Judge Pushes Burden Of Proof Back On DEA Agents Who Seized $11,000 From Traveling College Student
from the recreational-drug-use-is-not-the-same-thing-as-drug-trafficking dept
This could be fun.
Last February, DEA agents took $11,000 from college student Charles Clarke. The funds were to be used to continue his education. The DEA, however, had other plans for the money.
Deciding that Clarke's one-way ticket, odor of marijuana smoke and the inability to instantly prove all of the $11,000 was obtained legitimately, the DEA seized it. Good thing it did, considering there were 13 law enforcement agencies expecting a percentage of the take.
Clarke was initially charged with assault because he struggled to prevent DEA agents from separating him from the cash he says he spent five years saving. That charge was dropped. No other charges were brought. No contraband or weapons were found on his person.
In asset forfeiture cases, those whose property has been seized by the government must challenge the seizure and provide proof of its legitimate origin. All the government has to do to keep the money is wait the challenge out. In a large percentage of cases, the seizure is never contested. The government has unlimited resources. Those challenging forfeitures do not. In fact, they have even less to work with, thanks to the government's prior actions, and fighting seizures can be incredibly expensive.
Fortunately for Clarke, a judge has flipped the script.
Clarke’s lawyers asked for documents from the government with the intent to prove there are constitutional problems with the practice and that it gives police a profit-driven motive to seize property and funds.The burden of proof has been shifted back to where it always should have been, especially when seizures continue without accompanying criminal charges.

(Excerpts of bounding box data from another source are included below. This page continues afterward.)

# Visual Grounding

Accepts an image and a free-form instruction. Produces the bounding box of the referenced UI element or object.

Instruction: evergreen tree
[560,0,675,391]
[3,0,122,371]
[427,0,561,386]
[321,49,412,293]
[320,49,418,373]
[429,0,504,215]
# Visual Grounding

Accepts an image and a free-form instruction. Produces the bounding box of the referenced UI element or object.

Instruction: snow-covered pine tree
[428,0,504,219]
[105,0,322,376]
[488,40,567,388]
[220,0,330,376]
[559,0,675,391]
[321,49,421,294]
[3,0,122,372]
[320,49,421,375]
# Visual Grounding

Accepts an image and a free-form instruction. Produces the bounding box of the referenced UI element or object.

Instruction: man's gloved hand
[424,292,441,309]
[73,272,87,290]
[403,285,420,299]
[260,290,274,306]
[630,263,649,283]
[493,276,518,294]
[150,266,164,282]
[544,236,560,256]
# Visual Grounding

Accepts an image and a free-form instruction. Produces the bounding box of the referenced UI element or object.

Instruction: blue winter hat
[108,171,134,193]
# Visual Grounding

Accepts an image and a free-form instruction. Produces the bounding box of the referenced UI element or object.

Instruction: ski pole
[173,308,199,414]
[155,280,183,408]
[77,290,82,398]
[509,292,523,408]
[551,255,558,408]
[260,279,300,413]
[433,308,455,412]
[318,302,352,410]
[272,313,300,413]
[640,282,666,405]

The government can no longer simply claim Clarke's ticket, odor and lack of receipts are indicative of illegal activity. It has been ordered to show its work. This will be difficult because, given the lack of charges against Clarke, it most likely has nothing to present to the judge in the way of evidence.
The U.S. attorneys were not able to give all the documents to Clarke’s team and so they took the issue up with Judge Bertelsman. He decide to split the case into two parts:
First; the U.S. attorneys have to prove they have grounds to keep Clarke’s money. I.e., they have to prove that Clarke made the money from drug dealing.
Second; if the government proves the money came from drugs, Clarke’s team will have to argue against the issue of civil asset forfeiture itself. I.e., arguing that the practice is profit-driven or worse.
If it somehow manages to round up some evidence proving its "guilty money" theory, it's still not in the clear. It will then have to defend the idea of civil asset forfeiture if Clarke's lawyers sufficiently demonstrate to the court the program's nasty side effects.
But it's the first part that's the most important. Given the fact that government agencies can seize property without securing convictions, orders like this one force the government to come up with better evidence than "one-way ticket" or "marijuana odor." The DEA must now find some way to connect the money it took to criminal activity, something agencies that participate in forfeiture programs don't have much experience in doing.